Altar – A large table in the sanctuary of a church that is used by the priest during services. The tabernacle is kept on the altar.
Bible - The sacred scriptures of Christians. The bible is composed of the Old Testament; covering the time before Christ was born; and the New Testament, which covers the time after Christ was born.
Capital (in architecture) - The top part of a pillar, often beautifully designed.
Censer or kadilo - A covered incense burner hung on chains. It is swung by the priest or deacon at specified times during a liturgical service.
Chalice – (pictured on the right) A tall cup, usually of gold or silver, used to hold the wine during Divine Liturgy. On the left is the diskos (see Paten below) with the four legged asterisk on top of the cloth.
Confessional - A small, private room for the sacrament of reconciliation where a priest hears confessions.
Crucifix - A representation of Christ on the cross.
Embroidery – A design or image made using different colored threads that are sown into a fabric.
Etched Glass – Glass that is given a design by etching (removing and making rough) a thin layer of the glass. The part that is etched scatters light and appears cloudy white.
Gospel stand - A book stand used to hold the gospel book as it is being read.
Holy water font- A basin at the entrance of a church or home containing holy water for the faithful to dip their fingers into before making the Sign of the Cross on entering or leaving.
Iconostas - A screen or grating that separates the sanctuary from the body (nave) of the church. In Greek, iconostas means “icon stand."

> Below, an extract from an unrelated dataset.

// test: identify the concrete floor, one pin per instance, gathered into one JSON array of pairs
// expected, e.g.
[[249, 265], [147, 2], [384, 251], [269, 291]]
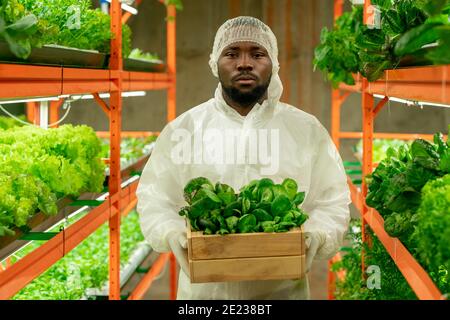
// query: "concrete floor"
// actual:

The iconostas has three doors: the royal doors in the center which are used by the priest during some ceremonies; and two deacon’s doors which are located on either side of the royal doors. On the iconostas are icons of Jesus Christ, Mary, saints and Biblical Scenes.
Incense - A spice or resin that is burned during a liturgical service to give off a sweet, flowery, or spicy fragrance. The incense shown is pressed into tiny chips.
Kneeler - A low platform, often padded, that is used for kneeling in church.
Moleben - A church service composed of special antiphons, tropars and kondaks and invocations. The Moleben to Jesus Christ is typically said in June while the Moleben to the Blessed Mother is typically said in May.
Mosaic – A flat design or image made of small colored pieces of stone, glass, or ceramic.
Mnohaya Lita - Literally means "Many Years". This is traditionally sung for special occasions to express best wishes.
Mural - a painting made on a wall. Some murals can continue around the sides of a building and are useful to tell a story.
Myrovania – The anointing of the faithful with blessed oil following the Liturgy on a major holy day. Often, blessed cubes of bread called antidoron are consumed after the anointing.
Nave – The main section of a church.
Parable – A fictional short story that illustrates a moral. Jesus told over 30 parables to instruct his followers.
Paska – A rich Easter bread that is usually round with a glossy designed top.
Paten – In the Latin Rite, a plate, usually made of precious metal, used to carry the bread at the Eucharist. In Eastern Churches it is called a diskos (Greek for “disk”) and it usually has a short stand attached. (The diskos is pictured under "Chalice" above)
Pew - A long bench with a back used for seating in churches. In the past, most churches had no pews and people either stood or knelt during the service.
Plaschenycia - A holy shroud having a picture of Christ. This shroud is venerated from Good Friday until Easter matins.
Prokimen - A verse from the Old Testament.
Pulpit - An elevated enclosure used for preaching or announcements during a liturgical service.
Pysanky - Easter eggs that are intricately hand painted. This symbol dates back to pagan times in Ukraine when the painted egg represented the resurrection of nature to a new life at the beginning of springtime.

Pysanky artist and photographer - Charles Patulak, ACS '73
Sanctuary – The part of a church that surrounds the altar. Also called the apse.
Stained Glass – Glass that has been manufactured to be a translucent (light-passing) color. Sometimes the glass is painted by an artist and sealed into the glass by heating. Stained glass can be made into beautiful designs.
Steeple – A tower on a church which is usually topped by a cross.
Tabernacle – An ornate large vessel, usually made of wood or polished metal and shaped like a church, that is used to hold consecrated hosts on the altar.
Tetrapod – A small table that stands in front of the iconostas. Tetrapod means “four feet” in Greek. A cross, candles and an icon are typically placed on the tetrapod.
Tropar (Troparion) - A short song describing the deeds and the virtues of Jesus, Mary, or Saints.
Vespers - A church service performed in the evening usually of a major holy day.
Vestibule – A room or area near the main entrance of a church building.
Votive Lights – Lit candles or electric lights that are symbolic of the continuation of a prayer that has been said.